After months of fishing through numerous blog pages to find millennial bloggers and posts to reblog, there are a few things we, the G.U.M team, have noticed. It’s time for us to share some tips based on our findings. We’ve decided to do our own series of Blogging University to share with all of you. To kick off we’re diving right in with blog posts. One of the, if not THE, most important part of blogging.
A good blog contains posts that meet three major elements:
You don’t have to post numerous posts everyday. You don’t even have to post everyday. You could post once a week. Whatever you do you should be consistent.

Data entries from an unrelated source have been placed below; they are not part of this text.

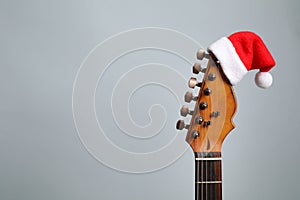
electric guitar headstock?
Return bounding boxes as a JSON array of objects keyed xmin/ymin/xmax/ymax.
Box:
[
  {"xmin": 176, "ymin": 31, "xmax": 275, "ymax": 200},
  {"xmin": 176, "ymin": 49, "xmax": 237, "ymax": 152}
]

Your readers should know how often you post and (if you post weekly) what days you post.
We recommend posting at least once a week until you gain an audience.
Grammar, grammar, grammar. There are so many blog posts full of silly errors. Read your pieces out loud before you post them.
Don’t create run on posts. If you’re writing a long piece break it into paragraphs. It may sound ridiculous, but it makes the post feel shorter and your readers more likely to read the entire piece.
Properly title your posts. This may seem small, but it the title is the first thing your audience will see. This could be the difference between a click and a scroll. Here’s an example of titles we’ve recently seen:
Green eggs and ham
What that title should look like:
Green Eggs and Ham
If you need to refresh your memory, read more here.
This one is tricky. Interesting can be a relative term. Obviously you want to start with a title that will grab someone’s attention.
As for the post itself, adding gifs and pictures can help. Most of all, make sure the content you’re writing about is interesting. Reading your post out loud can also be helpful here. If you’re reading and getting bored by your own post, maybe you need to rework a few things. A few tricks that may help:
- Throw in a funny quote or anecdote
- Share something personal (even if it’s embarrassing)
- Sometimes the things we’re most embarrassed about are also the most relatable.
- Incorporate some of your humor (you don’t have to be super formal)
- Make sure you’re staying on topic (try not to ramble)
- Don’t write a book, unless you’re actually writing a book
- You don’t have to say everything in one post. Pull out the key elements and save the rest for another post.
One more note, if you’re using your blog to post pictures that you’ve found on various sites, I highly suggest you move those posts over to Pinterest or Tumblr.